Identify potential strategies to meet the identified translational team needs

Once the need has been identified, documented, and understood, the next activity in the Discover phase is to identify potential strategies that can be implemented to address the challenge the translational team is experiencing. The SciTS literature is one source for these strategies, as many teams and SciTS researchers have written about ways teams have addressed team-based barriers. The second source of strategies is teams themselves. Many science teams have published anecdotal accounts of their team science challenges and tools or approaches they developed to address those, often in their domain-specific literature (e.g., teams working in cancer research often publish these accounts in cancer-focused journals [Reference Gohar, Maschmeyer and Mfarrej28, Reference Baier, Jutkowitz, Mitchell, McCreedy and Mor29]).

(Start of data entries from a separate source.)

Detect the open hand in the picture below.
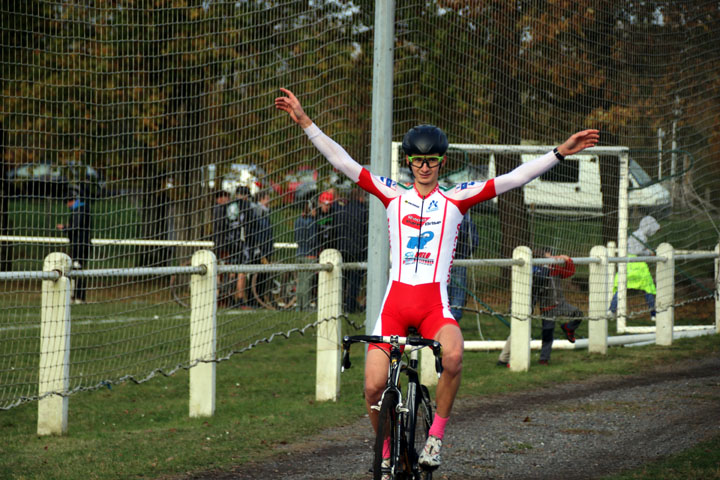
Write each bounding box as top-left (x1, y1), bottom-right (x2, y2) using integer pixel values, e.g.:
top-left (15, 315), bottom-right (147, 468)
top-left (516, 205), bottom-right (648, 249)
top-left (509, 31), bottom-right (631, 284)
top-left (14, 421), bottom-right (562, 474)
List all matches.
top-left (558, 129), bottom-right (600, 155)
top-left (275, 88), bottom-right (312, 128)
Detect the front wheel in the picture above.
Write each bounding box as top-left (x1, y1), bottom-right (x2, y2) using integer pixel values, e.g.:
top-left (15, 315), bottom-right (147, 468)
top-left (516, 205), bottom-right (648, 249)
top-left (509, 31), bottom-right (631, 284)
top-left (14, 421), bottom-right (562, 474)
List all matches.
top-left (373, 390), bottom-right (400, 480)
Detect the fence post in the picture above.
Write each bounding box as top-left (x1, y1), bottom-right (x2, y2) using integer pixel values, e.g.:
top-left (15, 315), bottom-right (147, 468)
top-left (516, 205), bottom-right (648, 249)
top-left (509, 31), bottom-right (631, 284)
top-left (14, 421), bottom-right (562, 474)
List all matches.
top-left (655, 243), bottom-right (675, 346)
top-left (605, 240), bottom-right (617, 311)
top-left (315, 249), bottom-right (342, 401)
top-left (715, 243), bottom-right (720, 334)
top-left (510, 246), bottom-right (532, 372)
top-left (190, 250), bottom-right (217, 417)
top-left (37, 252), bottom-right (72, 435)
top-left (588, 245), bottom-right (608, 355)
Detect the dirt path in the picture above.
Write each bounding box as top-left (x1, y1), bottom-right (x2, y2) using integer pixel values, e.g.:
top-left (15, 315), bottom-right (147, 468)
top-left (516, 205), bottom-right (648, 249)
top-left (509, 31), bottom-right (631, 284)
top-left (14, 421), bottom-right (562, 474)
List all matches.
top-left (187, 357), bottom-right (720, 480)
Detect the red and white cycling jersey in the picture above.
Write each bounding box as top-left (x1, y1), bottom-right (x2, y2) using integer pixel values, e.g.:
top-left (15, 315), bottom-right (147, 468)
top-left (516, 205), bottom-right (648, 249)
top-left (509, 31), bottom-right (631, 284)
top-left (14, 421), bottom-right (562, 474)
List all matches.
top-left (305, 124), bottom-right (558, 338)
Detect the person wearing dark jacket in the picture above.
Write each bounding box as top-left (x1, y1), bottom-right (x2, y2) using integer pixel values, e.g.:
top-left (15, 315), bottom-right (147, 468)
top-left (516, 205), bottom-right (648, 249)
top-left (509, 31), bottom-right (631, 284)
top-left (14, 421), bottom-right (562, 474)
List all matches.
top-left (57, 190), bottom-right (92, 303)
top-left (338, 188), bottom-right (369, 313)
top-left (497, 249), bottom-right (582, 366)
top-left (295, 201), bottom-right (317, 310)
top-left (448, 211), bottom-right (480, 322)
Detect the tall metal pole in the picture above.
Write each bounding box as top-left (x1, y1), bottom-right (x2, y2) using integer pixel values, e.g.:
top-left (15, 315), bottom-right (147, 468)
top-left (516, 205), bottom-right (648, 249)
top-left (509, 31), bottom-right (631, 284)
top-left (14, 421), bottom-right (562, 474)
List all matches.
top-left (365, 0), bottom-right (395, 333)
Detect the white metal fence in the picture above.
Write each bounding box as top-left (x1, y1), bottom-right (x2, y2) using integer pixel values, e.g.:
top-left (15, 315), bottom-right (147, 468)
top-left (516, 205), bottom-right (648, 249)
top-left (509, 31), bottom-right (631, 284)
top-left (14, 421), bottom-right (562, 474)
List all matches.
top-left (5, 243), bottom-right (720, 435)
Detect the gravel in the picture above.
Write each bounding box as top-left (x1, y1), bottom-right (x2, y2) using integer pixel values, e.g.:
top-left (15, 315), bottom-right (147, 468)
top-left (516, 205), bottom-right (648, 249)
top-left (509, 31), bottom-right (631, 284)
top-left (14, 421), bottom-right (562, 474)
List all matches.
top-left (184, 356), bottom-right (720, 480)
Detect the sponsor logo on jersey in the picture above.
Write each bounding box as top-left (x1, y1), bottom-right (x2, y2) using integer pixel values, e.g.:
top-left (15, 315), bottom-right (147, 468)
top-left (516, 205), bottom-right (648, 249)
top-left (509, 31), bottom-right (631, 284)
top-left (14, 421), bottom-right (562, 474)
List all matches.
top-left (403, 252), bottom-right (435, 265)
top-left (380, 177), bottom-right (396, 189)
top-left (455, 182), bottom-right (480, 192)
top-left (407, 232), bottom-right (435, 250)
top-left (402, 213), bottom-right (430, 230)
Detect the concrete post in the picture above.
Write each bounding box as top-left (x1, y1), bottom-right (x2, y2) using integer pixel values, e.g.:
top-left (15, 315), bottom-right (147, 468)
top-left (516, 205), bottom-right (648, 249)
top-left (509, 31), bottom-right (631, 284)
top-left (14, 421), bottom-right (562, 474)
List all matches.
top-left (190, 250), bottom-right (217, 417)
top-left (37, 252), bottom-right (72, 435)
top-left (510, 246), bottom-right (532, 372)
top-left (655, 243), bottom-right (675, 346)
top-left (588, 245), bottom-right (608, 355)
top-left (315, 249), bottom-right (342, 401)
top-left (715, 243), bottom-right (720, 334)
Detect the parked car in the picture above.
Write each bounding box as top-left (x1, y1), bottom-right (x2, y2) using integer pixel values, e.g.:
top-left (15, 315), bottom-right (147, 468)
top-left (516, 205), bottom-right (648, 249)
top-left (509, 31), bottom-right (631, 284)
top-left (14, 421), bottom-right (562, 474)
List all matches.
top-left (220, 163), bottom-right (270, 196)
top-left (281, 165), bottom-right (353, 203)
top-left (393, 142), bottom-right (670, 216)
top-left (5, 162), bottom-right (106, 200)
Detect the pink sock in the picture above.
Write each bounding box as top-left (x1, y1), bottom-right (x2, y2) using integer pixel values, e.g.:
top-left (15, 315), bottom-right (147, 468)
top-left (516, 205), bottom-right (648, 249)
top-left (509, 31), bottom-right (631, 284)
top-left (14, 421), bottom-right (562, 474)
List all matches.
top-left (429, 413), bottom-right (450, 440)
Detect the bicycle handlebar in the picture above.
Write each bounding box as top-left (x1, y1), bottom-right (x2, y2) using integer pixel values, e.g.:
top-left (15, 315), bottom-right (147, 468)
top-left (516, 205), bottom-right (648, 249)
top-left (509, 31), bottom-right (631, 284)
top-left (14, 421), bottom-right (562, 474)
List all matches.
top-left (341, 335), bottom-right (443, 376)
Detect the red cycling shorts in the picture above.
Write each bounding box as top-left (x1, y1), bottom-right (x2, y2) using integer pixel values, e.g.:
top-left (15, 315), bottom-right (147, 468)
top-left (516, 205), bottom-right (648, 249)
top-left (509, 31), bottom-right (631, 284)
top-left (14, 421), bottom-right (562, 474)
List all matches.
top-left (369, 281), bottom-right (458, 351)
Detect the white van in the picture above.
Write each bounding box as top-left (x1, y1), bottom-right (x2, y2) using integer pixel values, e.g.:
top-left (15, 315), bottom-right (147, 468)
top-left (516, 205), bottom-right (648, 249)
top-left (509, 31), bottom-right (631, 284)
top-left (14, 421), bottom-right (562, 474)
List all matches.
top-left (393, 142), bottom-right (670, 216)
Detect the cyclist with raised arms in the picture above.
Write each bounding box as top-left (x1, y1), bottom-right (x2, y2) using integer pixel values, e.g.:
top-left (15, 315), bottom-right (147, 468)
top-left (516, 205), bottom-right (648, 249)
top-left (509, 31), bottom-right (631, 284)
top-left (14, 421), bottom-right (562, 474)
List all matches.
top-left (275, 88), bottom-right (600, 469)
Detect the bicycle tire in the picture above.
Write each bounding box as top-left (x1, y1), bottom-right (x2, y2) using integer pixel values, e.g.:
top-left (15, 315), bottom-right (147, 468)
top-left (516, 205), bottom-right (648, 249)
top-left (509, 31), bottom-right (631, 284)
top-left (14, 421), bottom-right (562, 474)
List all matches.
top-left (407, 385), bottom-right (433, 480)
top-left (373, 390), bottom-right (399, 480)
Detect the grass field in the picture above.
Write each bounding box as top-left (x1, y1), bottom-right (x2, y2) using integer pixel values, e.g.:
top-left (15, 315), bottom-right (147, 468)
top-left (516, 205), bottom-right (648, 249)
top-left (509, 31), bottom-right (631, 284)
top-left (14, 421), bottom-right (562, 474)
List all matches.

Those accounts can be rich sources of both contextual information and ideas for mitigating challenges.

Process indicators

Success for the Discover phase includes co-created knowledge and identification of: the teams’ challenge, the desired outcome of the intervention, the context in which the end users operate, and strategies the team is considering translating into an evidence-based intervention. Stakeholder engagement in this phase is critical, and we encourage intervention developers to identify representative end users, as well as institutional leadership who may be impacted by the intervention, to engage in this co-creation of the needs assessment. Brief interviews with these stakeholders can ensure a full picture of the need. There are many ways to document the output from the Discover phase, including an asset map, a co-created action plan for designing the intervention, a narrative description of the challenge and population, or a description of how the developers envision the strategies working to address the challenge.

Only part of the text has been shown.